A rogue apostrophe has ended up costing one council more than £1,000. A billboard in Northern Ireland advertising a Charles Dickens' play contained the punctuation in the wrong place, forcing the council to reprint all the promotional material associated with the performance.
Armagh, Banbridge and Craigavon Borough Councils all fell foul of the error when they published a billboard for "Charles Dicken's Great Expectations", which should have read 'Charles Dickens' Great Expectations.'
The performance took place on 21 July at Solitude Park in Banbridge, but the printing gaffe has only just emerged.
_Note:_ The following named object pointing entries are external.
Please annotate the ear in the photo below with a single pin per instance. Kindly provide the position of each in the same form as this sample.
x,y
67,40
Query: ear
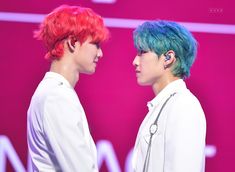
x,y
169,59
71,42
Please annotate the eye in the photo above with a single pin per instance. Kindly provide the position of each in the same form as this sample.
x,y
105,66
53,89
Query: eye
x,y
141,52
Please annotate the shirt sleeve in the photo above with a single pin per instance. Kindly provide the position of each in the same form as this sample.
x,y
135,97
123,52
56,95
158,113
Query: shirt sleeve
x,y
65,134
185,136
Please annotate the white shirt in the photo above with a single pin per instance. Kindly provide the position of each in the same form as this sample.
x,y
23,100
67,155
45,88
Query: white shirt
x,y
179,143
57,129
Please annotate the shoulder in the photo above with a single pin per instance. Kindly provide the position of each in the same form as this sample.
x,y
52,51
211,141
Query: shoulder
x,y
184,105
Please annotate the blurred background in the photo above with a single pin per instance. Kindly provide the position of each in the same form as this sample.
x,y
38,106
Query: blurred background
x,y
114,104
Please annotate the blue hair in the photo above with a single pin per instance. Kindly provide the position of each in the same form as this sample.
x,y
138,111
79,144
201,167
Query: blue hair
x,y
162,36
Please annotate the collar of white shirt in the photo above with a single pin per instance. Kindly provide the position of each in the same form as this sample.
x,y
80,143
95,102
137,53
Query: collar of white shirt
x,y
175,86
57,77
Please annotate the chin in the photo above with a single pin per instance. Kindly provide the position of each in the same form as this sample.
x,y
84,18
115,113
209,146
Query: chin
x,y
143,83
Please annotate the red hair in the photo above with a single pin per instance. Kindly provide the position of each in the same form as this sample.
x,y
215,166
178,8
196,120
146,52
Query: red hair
x,y
74,21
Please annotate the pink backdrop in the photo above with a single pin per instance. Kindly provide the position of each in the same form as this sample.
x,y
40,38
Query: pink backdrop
x,y
115,105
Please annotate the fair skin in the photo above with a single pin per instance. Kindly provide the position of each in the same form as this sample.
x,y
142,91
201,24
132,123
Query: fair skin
x,y
77,58
154,70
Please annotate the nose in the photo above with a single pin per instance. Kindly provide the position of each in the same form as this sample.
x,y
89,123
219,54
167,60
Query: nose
x,y
136,61
100,53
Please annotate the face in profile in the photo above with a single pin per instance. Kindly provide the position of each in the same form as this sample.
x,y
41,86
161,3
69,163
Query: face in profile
x,y
87,56
149,68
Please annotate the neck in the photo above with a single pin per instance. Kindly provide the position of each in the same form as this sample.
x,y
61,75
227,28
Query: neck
x,y
162,83
66,70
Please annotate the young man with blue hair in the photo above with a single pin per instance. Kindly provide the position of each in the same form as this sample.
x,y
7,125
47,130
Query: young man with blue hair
x,y
171,138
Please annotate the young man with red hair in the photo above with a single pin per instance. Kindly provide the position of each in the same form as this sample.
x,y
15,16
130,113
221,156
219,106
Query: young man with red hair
x,y
57,129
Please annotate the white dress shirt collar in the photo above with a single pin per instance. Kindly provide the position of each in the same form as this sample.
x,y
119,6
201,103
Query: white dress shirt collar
x,y
58,77
171,88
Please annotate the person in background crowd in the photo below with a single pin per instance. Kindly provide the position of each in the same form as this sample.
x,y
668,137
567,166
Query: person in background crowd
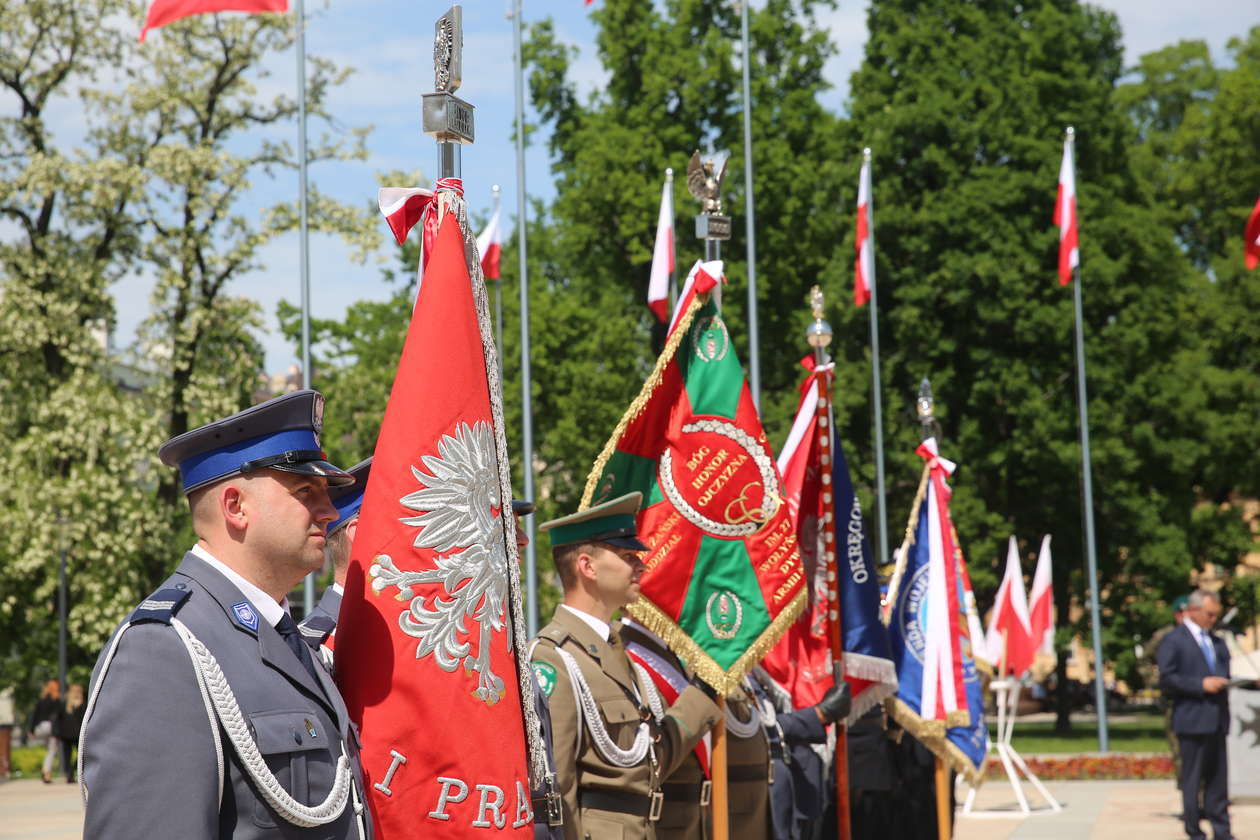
x,y
42,719
153,749
1195,675
1178,607
8,720
69,720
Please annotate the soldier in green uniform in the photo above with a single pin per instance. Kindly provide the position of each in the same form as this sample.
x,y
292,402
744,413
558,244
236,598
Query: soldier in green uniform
x,y
614,741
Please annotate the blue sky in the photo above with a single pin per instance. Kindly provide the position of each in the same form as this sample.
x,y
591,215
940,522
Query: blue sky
x,y
389,44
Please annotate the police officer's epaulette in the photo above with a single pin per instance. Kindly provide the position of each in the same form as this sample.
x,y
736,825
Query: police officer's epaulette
x,y
160,606
316,629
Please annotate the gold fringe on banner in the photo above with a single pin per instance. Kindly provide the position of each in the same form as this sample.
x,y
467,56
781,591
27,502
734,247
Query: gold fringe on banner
x,y
640,402
907,540
931,734
725,681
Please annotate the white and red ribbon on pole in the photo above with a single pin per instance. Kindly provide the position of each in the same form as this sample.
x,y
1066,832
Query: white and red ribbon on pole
x,y
662,257
405,207
863,267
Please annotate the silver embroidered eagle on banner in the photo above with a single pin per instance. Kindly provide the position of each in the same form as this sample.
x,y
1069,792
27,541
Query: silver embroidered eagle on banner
x,y
459,514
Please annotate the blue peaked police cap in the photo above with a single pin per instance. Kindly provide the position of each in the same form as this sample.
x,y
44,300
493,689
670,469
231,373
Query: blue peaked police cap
x,y
349,499
281,433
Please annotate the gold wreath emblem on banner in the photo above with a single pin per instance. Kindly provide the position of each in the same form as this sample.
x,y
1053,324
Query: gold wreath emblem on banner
x,y
742,519
746,514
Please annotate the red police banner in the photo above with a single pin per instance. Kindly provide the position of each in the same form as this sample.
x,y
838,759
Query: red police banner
x,y
430,621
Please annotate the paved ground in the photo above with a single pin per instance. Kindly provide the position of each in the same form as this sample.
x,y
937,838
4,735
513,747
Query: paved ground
x,y
30,810
1119,810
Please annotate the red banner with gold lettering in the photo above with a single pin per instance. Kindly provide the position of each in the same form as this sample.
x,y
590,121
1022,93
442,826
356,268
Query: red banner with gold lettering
x,y
429,632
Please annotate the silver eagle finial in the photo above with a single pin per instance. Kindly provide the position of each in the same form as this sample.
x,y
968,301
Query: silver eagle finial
x,y
704,179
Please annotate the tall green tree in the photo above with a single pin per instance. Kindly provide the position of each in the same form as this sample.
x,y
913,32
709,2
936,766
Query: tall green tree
x,y
153,179
965,106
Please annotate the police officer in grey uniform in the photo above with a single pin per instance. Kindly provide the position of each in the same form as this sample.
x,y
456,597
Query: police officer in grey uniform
x,y
321,622
207,715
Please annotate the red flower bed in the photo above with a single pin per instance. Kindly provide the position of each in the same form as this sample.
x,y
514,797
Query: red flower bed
x,y
1090,766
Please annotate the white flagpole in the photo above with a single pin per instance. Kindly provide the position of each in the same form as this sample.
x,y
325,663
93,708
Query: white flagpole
x,y
750,215
876,388
1086,480
673,244
304,239
527,432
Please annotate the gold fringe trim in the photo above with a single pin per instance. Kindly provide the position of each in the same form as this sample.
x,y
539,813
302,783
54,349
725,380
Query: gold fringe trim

The council spent £140 on correcting 48 sheets, £95 on delivering additional leaflets, £295 on reprinting advertising boards, £332 on flyers and posters and £290 on a window vinyl.
On social media, there were mixed reactions to the mistake including some who lamented the standards of education.
On Twitter, Alex Magill said: "Poor grammar & spelling is now commonplace all around us. Basic English seems to be optional."
Others pointed out that these sort of errors happen all the time, one person tweeted that the Kennebec Journal in the US, published their front page on Tuesday 9 August, with Donald Trump's warning to North Korea threatening "fire and furry" instead of 'fury'.
Alan in Belfast was however not too bothered tweeting: "I think I'd have let that one slip past & saved the cost if the council had to bear the cost of the reprinting & the designer wasn't liable."